Creative teaching in biology class includes a ‘pool quiz’
Usually, taking a quiz requires paper and pencil. For biology course 311 and 312, snorkels and bathing suits were also in order.
Graduate student Ben Perlman, who co-teaches the sections on Ecology and Conservation of Coral Reefs with biology professors Miriam Ashley-Ross and Miles Silman, has been giving the “pool quiz” the past three years to prepare students for an annual spring break study trip to Belize and the lighthouse reef atoll located off its coast.
“I do this to help get my students prepared for all the different fishes and corals we’re going to see in the wild,” he said. “It’s a really fun activity just to get them used to their snorkel gear, and, for some students, it’s their first time snorkeling so it gives them practice.”
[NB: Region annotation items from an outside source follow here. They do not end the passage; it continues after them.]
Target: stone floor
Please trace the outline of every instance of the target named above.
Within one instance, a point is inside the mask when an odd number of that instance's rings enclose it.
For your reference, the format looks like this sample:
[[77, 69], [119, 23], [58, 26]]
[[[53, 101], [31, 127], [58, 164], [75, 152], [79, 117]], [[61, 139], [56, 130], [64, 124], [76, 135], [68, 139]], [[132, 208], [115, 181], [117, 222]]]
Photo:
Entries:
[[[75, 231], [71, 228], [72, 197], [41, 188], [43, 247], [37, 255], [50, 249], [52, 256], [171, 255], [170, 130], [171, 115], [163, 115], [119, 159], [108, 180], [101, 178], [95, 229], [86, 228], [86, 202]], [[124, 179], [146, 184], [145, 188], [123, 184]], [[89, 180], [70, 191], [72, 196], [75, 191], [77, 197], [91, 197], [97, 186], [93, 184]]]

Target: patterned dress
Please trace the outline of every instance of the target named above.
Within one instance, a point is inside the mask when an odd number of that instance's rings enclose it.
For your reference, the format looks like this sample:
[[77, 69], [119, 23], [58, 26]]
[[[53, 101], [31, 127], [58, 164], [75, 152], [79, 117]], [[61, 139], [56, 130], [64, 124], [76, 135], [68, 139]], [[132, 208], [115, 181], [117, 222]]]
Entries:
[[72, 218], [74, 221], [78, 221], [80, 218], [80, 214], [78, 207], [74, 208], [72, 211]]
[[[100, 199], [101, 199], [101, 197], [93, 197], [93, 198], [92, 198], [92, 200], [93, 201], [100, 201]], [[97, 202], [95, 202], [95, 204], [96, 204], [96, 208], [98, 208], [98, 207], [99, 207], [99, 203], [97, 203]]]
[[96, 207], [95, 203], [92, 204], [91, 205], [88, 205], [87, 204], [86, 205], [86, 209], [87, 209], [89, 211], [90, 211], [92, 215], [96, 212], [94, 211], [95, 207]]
Perlman cuts out life size examples of fish and corals and laminates them. They are weighted at the bottom and attached to a fish bobber with fishing line so that he can suspend them at different depths throughout the swimming pool. The students take to the pool in their snorkel gear and swim around with their dive slates and underwater pencil and paper to identify the species by the number on the back.
For senior Mike Fasano, the pool quiz was a “blast and one of the first times in my tenure at Wake that I was excited for an exam! We had a comprehensive look at the corals and fish that we will saw firsthand on our trip.”
Perlman said the students did similar species identification activities in Belize and this experience was good practice because the fish in the pool were not going to swim away, whereas in the wild “it’s a bit more difficult to recognize certain species.”
To prepare for the fieldwork, the students learned the scientific and common names of 63 different fish and corals they were most likely to see as they snorkeled on coral reefs and sea grass beds and explored the mangroves.